By Jennifer Spirko

Strawberries are among the world’s most popular crops, grown in nearly all regions of the world except the Arctic. According to UCLA botany professor Arthur C. Gibson, they have been cultivated at least since Roman times and gathered wild even before that. Most strawberries are grown from runners or transplants, but Alpine or woodland strawberries may be sown from seed. A number of cultivars are well adapted for Idaho.

Choose the type of strawberry you wish to grow: June-bearing, everbearing, or day-neutral. Planting techniques are the same for each. The University of Idaho’s College of Agricultural and Life Sciences recommends specific cultivars of each type that are well adapted to growing conditions in the state.

Choose a planting site. Strawberries thrive best in a sunny garden with well-drained soil and a slight slope; the University of Idaho recommends soil at least 8 inches deep with a 2 to 4 percent grade.

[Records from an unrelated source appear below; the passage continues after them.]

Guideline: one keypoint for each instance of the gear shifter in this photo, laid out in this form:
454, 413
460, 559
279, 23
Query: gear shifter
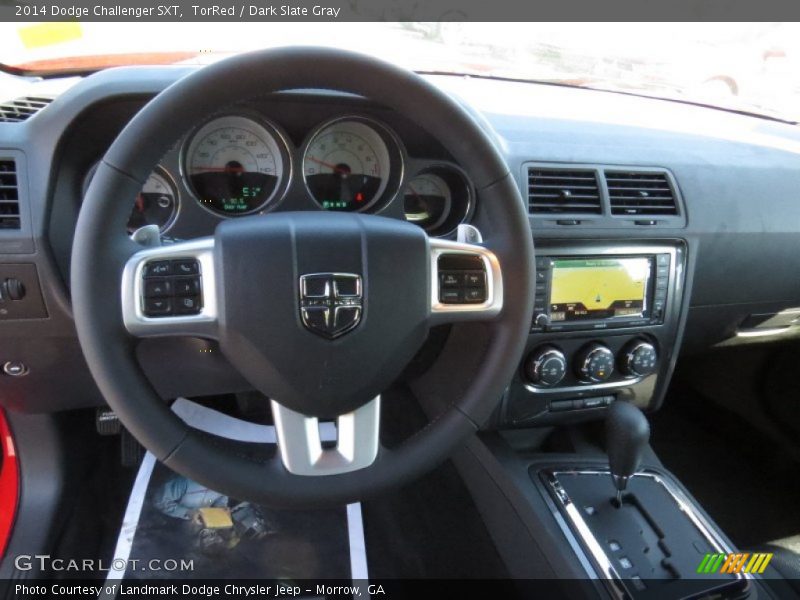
627, 433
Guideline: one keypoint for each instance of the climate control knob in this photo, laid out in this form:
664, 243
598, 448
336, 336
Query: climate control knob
638, 358
594, 363
546, 366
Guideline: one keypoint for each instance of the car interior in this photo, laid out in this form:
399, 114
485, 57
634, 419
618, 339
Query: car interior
538, 334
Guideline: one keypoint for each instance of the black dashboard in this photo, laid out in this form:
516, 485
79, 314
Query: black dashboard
613, 182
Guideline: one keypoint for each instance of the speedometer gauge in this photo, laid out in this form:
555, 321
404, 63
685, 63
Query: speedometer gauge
234, 165
346, 165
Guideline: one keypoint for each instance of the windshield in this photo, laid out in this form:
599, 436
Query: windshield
752, 67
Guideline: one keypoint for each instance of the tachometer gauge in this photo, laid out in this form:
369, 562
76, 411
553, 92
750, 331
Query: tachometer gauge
234, 165
347, 165
426, 200
156, 204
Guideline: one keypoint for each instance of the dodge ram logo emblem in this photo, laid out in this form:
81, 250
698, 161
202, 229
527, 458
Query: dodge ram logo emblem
330, 303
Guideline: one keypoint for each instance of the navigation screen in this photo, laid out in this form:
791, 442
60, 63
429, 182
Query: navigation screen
598, 288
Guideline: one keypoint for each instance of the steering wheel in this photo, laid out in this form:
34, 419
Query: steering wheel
319, 311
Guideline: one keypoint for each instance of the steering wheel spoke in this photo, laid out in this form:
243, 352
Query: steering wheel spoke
466, 282
171, 290
301, 447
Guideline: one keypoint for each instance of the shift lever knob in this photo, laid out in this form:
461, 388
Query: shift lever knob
627, 433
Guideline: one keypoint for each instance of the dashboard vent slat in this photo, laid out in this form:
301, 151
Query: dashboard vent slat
563, 191
22, 109
634, 193
9, 195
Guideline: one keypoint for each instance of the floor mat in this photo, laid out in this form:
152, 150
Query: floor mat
171, 518
742, 478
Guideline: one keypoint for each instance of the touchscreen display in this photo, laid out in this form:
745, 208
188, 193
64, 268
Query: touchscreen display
599, 288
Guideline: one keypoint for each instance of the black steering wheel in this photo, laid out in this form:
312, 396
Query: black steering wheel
319, 311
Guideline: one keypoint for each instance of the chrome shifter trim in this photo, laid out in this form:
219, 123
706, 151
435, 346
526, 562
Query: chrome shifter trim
589, 542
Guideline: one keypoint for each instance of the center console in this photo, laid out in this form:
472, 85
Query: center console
605, 327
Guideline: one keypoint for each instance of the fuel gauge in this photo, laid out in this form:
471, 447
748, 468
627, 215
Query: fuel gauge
426, 201
438, 199
155, 204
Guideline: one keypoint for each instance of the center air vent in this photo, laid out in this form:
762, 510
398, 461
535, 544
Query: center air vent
22, 109
561, 191
9, 195
640, 193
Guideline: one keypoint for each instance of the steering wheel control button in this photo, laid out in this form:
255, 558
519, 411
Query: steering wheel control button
475, 279
186, 286
187, 305
185, 267
462, 279
330, 303
451, 296
157, 288
546, 366
158, 268
157, 307
15, 368
594, 363
475, 295
451, 280
165, 295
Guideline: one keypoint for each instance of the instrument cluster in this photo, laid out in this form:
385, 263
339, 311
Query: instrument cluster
241, 163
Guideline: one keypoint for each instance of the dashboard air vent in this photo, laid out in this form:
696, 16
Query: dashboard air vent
636, 193
9, 195
22, 109
558, 191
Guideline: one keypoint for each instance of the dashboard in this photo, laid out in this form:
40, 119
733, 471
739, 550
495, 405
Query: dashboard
247, 161
653, 223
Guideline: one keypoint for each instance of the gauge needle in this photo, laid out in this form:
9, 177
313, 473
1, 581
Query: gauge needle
221, 169
329, 165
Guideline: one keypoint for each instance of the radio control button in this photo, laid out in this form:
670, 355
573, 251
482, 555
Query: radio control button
475, 295
451, 280
594, 363
451, 296
157, 307
475, 279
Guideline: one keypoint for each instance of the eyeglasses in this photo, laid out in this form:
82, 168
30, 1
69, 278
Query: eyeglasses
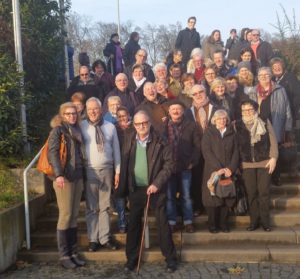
141, 124
198, 93
247, 110
70, 113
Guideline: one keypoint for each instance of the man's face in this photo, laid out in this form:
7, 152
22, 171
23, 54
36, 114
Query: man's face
150, 92
191, 23
93, 111
113, 106
232, 85
176, 112
84, 74
142, 125
140, 57
277, 69
218, 59
121, 82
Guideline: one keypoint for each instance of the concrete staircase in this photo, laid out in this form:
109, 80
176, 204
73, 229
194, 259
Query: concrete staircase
280, 245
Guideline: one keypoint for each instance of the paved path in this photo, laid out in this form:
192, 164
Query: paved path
157, 270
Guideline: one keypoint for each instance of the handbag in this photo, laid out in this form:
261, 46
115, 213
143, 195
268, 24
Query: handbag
225, 188
43, 164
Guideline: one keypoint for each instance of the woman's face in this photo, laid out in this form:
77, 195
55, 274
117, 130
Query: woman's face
70, 116
210, 75
219, 90
221, 122
247, 111
216, 36
138, 74
243, 73
246, 56
264, 77
188, 84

Test the soil’s pH, following package directions for your kit. Strawberries prefer mildly acidic soil, with a pH between 5.0 and 7.0.

Amend the soil by working in compost, which loosens and enriches the soil and slightly lowers the pH level. If the soil test showed more alkaline soil, consider more aggressive amendments to lower the pH, such as urea, ammonium nitrate or ammonium sulfate. If your soil is poor or alkaline, you may have to wait a full growing season before planting.

Dig a hole deep enough to reach, but not cover, the “crown,” or compressed stem of the plant. Space plants about 18 inches apart, repacking the soil firmly.

Water the transplants thoroughly right after planting.

Freeze the seeds in an airtight container for two to four weeks before sowing. Many growers recommend this process to simulate winter weather and hurry germination. Let them come back to room temperature when you are ready to plant.

Add a handful of compost to your potting mix. Strawberries prefer a loamy soil rich in organic matter.

Fill the planting tray, gently packing the soil.

Place three to four strawberry seeds on top of the potting mix in each compartment of the tray. Handle the seeds gently.

Sprinkle the amended potting mix over the seeds, just enough to cover them.

Water the planting tray thoroughly, keeping it moist until transplanting.

After the seeds sprout, thin seedlings to one per compartment.

Transplant mature plants, following the steps in Section 1.